ABSTRACT

In what was possibly an unguarded moment, the Earl of Warwick confessed that he had no expertise in financial matters. This may have been a thinly disguised boast that he had no merchants among his immediate kindred, or it may have been a simple statement of fact. 1 Nevertheless at the beginning of 1550 a crisis point had been reached. The total debt was probably not overwhelming – a little over £200,000 – but it was expensive to service and was not being properly managed. It was also increasing steadily because of the high costs of waging war. The capture, fortification and keeping of Boulogne had cost £1,342,550 since 1544. The garrison of Calais was costing £5000 a year more than the revenues of the town and the fortifications, and other works there, were running at £19,000 a year. 2 The navy was costing about £25,000 each year to maintain, over and above the costs of its actual use, and Berwick was absorbing an unknown sum which was probably about the same. To set against this the government enjoyed an ordinary income of about £150,000 p.a. and in addition to that it had sold nearly £800,000 worth of former monastic land and had milked the mint of a further £900,000 since 1544 by way of debasement. 3 All these three factors were damaging to financial stability, because the sale of land diminished income and debasement of the coinage caused (or rather added to) inflation. To the Duke of Somerset the Treasurership had been largely honorific.

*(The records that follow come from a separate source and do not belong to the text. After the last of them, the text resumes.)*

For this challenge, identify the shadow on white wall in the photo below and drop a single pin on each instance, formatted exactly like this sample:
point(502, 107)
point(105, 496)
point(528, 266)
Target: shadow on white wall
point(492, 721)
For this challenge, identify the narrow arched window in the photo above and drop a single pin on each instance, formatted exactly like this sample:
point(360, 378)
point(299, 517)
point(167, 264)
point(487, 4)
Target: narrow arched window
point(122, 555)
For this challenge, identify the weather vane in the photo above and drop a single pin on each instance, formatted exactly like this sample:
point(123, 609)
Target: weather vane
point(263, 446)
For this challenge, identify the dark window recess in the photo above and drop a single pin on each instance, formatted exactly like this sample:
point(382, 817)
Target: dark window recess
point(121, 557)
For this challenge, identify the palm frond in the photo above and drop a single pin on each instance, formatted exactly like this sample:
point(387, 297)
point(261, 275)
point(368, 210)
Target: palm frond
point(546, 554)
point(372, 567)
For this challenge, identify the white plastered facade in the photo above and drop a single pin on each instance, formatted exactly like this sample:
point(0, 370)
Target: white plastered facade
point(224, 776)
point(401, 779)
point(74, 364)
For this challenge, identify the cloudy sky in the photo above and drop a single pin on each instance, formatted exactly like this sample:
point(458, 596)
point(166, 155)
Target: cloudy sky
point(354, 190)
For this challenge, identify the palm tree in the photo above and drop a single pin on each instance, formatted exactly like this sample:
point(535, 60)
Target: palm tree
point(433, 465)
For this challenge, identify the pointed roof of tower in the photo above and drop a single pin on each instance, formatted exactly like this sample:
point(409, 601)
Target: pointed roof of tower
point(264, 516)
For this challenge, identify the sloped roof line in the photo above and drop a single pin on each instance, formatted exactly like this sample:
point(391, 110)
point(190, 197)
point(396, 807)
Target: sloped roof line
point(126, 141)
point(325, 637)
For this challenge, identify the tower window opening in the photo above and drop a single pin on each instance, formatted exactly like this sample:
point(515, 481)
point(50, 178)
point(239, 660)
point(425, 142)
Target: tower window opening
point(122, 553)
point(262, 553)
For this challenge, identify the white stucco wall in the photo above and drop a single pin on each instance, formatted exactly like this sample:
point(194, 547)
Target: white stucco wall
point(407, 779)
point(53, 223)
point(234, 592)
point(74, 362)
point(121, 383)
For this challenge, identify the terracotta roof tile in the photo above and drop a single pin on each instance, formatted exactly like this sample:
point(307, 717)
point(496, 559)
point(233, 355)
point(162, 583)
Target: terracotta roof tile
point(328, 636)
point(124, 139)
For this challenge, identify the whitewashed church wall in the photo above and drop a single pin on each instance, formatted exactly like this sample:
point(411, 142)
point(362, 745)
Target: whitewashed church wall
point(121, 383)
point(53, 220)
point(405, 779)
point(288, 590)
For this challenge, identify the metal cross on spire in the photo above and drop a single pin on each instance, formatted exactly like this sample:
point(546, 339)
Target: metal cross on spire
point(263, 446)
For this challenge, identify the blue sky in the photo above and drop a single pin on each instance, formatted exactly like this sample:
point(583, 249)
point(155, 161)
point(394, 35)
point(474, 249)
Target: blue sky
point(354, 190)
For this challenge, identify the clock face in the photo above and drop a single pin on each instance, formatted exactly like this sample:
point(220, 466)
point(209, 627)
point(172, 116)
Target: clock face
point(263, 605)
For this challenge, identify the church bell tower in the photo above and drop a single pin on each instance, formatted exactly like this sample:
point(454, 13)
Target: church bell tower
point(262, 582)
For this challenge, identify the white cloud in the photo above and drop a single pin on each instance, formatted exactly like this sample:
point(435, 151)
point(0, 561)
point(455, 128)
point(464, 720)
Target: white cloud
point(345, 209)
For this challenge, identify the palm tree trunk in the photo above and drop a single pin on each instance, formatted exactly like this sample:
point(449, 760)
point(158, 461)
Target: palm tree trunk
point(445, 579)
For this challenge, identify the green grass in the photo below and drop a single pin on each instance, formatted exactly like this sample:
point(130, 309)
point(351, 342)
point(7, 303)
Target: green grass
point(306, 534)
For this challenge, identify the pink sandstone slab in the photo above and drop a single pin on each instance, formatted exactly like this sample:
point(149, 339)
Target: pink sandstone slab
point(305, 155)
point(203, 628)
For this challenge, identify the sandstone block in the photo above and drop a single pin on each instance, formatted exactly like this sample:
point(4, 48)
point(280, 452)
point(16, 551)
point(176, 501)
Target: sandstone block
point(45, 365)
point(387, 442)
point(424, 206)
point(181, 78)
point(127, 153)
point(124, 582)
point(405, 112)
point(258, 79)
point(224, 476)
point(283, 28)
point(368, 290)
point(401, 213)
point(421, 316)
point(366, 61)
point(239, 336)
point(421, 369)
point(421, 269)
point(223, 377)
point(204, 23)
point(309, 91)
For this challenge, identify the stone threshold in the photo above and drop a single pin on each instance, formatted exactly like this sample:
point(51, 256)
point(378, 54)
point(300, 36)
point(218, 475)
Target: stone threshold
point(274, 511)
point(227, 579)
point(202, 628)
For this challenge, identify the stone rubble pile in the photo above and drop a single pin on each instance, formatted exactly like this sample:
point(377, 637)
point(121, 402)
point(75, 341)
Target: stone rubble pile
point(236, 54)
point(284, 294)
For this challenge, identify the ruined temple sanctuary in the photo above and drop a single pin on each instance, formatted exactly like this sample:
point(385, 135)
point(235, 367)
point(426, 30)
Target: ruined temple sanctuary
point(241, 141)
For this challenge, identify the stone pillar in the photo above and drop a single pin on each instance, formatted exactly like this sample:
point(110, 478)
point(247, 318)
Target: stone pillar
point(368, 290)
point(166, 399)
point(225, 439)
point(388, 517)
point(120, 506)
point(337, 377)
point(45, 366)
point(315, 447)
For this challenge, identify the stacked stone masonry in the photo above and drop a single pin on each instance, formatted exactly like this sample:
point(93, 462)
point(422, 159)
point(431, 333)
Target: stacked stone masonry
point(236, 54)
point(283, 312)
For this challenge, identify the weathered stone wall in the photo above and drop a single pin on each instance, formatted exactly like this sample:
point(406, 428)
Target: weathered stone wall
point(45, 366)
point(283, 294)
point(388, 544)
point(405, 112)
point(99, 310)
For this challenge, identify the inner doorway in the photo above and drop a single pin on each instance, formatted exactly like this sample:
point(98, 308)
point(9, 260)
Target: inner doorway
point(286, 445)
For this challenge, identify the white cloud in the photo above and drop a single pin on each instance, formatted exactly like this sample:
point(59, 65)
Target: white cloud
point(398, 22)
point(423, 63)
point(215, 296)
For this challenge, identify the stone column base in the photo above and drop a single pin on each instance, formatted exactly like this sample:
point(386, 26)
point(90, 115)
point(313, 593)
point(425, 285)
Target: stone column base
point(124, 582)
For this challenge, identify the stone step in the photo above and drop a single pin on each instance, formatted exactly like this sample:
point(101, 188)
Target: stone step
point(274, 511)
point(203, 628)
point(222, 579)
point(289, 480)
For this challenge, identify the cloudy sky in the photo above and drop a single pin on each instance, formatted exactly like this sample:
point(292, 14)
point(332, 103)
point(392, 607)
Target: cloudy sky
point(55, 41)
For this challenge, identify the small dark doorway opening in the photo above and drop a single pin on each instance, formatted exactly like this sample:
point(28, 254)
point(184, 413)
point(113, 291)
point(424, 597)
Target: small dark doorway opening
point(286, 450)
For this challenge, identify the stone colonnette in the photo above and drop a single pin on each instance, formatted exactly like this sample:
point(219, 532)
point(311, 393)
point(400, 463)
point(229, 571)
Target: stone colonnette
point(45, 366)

His priorities had been elsewhere and in any case the office had been vacant for three months when Paulet took it over. What was needed was a Treasurer who could concentrate his energies on the demands of that office, without the distractions of having to manage general policy. It was this consideration, with or without his unaccustomed modesty, which seems to have dissuaded the Earl of Warwick from taking the office himself. 4 The Earl of Wiltshire's track record in financial management was not conspicuous, but it was real enough and he had all the right contacts. To put a London Draper in charge of the country's finances was a bold and imaginative move.